DOMRADIO.DE: Klären Sie uns mal auf, wie könnte die Kindergrundsicherung aussehen?
Maria Loheide (Vorständin der Sozialpolitik der Diakonie Deutschland): Die Kindergrundsicherung ist ein eine ganz eigenständige Leistung für jedes Kind. Das ist nochmal wichtig. Da geht es nicht nur um die armen oder von Armut bedrohten Kinder, sondern tatsächlich um alle Kinder. Das heißt, jedes Kind bekäme diese Leistung.
Das Besondere ist, dass in dieser Leistung jetzt sehr unterschiedliche, Kind bezogene Leistungen zusammengeführt werden: das Kindergeld, aber auch der steuerliche Kinderfreibetrag, der Kindergeldzuschlag, die Hartz-IV-Leistungen für Kinder und Jugendliche und auch die Leistungen des Bildungs- und Teilhabepaketes. Das, was jetzt auf viele unterschiedliche Leistungen verteilt ist, würde in eine Leistung, sozusagen in eine Kindergrundsicherung zusammengeführt.
DOMRADIO.DE: Wie könnte das dann finanziert werden? Gibt es dazu schon Vorschläge?
Loheide: Wenn Sie bedenken, dass wir in den unterschiedlichen Systemen einiges an Leistungen und an Geldern bereits haben, dann ist der eigentliche große Mangel der, dass durch diesen Dschungel der unterschiedlichen Leistungen mit jeweils eigenen Antragsverfahren viele gar nicht durchblicken. Das ist für viele Menschen zu aufwendig und zu komplex, zu wissen, auf welche Leistungen sie Anspruch haben.

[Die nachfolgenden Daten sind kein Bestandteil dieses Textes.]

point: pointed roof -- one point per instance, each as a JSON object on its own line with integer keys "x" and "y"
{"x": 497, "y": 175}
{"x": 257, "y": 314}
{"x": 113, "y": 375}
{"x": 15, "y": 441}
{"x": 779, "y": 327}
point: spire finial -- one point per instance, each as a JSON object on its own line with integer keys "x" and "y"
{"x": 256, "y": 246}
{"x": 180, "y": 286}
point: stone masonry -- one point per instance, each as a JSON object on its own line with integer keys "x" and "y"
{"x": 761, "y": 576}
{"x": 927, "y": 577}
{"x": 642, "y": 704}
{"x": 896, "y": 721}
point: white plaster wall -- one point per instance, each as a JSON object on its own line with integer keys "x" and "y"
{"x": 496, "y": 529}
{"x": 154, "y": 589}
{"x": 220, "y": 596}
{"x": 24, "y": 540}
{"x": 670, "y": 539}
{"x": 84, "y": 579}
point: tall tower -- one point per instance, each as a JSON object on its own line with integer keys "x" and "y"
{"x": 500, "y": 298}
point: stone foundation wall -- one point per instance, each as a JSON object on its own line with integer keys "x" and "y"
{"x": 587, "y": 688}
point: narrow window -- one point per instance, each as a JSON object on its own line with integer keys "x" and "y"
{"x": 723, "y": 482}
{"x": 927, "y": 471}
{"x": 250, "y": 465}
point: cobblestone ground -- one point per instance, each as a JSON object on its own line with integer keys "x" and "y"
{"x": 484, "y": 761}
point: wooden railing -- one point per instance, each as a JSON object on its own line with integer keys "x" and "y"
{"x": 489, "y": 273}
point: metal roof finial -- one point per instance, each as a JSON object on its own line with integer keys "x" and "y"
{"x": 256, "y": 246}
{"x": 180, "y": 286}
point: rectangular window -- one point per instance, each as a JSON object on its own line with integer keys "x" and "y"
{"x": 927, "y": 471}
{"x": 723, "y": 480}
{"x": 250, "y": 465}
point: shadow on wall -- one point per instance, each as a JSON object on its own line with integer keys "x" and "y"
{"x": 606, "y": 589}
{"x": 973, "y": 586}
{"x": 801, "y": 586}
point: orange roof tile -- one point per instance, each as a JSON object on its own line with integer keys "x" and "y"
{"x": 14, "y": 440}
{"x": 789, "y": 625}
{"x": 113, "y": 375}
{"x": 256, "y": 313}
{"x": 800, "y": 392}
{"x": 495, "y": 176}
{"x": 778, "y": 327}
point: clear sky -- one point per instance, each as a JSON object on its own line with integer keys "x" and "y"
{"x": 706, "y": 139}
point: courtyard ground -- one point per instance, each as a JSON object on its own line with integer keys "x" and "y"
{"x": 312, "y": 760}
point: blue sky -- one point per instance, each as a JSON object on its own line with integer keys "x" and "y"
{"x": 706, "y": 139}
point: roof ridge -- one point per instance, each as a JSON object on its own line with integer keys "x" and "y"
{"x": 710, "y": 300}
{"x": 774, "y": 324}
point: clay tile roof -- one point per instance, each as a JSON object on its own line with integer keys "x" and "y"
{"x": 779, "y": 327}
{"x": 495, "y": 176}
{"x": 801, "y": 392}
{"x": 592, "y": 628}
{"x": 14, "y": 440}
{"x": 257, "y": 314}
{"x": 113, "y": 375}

Wenn man das Kindergeld, den Kindergeldzuschlag, das Bildungs- und Teilhabepaket zusammenführt, hat man natürlich schon eine Summe an Geld, die man für die Kindergrundsicherung zur Verfügung hat. Die Beträge, die über das aktuelle Budget hinausschießen, weil ja jedes Kind diese Leistung bekommen soll, müssen über das Steuersystem eingeholt und finanziert werden.
DOMRADIO.DE: Wäre denn dann die Kindergrundsicherung die einfachste, schnellste und unkompliziertes Methode?
Loheide: Unbedingt. Die Kindergrundsicherung muss einfach unbürokratisch und möglichst automatisch ausgezahlt werden, ohne wirklich einen Antrag zu stellen. Das muss tatsächlich direkt bei den Kindern ankommen. Die Familien brauchen dann nur noch eine Anlaufstelle vor Ort.
DOMRADIO.DE: Manche Eltern werden nach wie vor mehr Geld zur Verfügung haben als andere. Sie können auf die Kindergrundsicherung noch etwas drauflegen, andere nicht. Bleiben dann im Verhältnis diese Kinder nicht automatisch arm?
Loheide: Das eine ist, dass erst einmal diese Summe Kindergrundsicherung das Existenzminimum von Kindern absichern sichern muss. Das heißt, davon müsste jedes Kind leben können. Dann gibt es natürlich auch noch besondere Leistungen, die man betrachten muss. Zum Beispiel käme Wohngeld dazu, weil es einen Unterschied macht, ob Sie in München oder irgendwo in Pinneberg oder auf dem Land wohnen.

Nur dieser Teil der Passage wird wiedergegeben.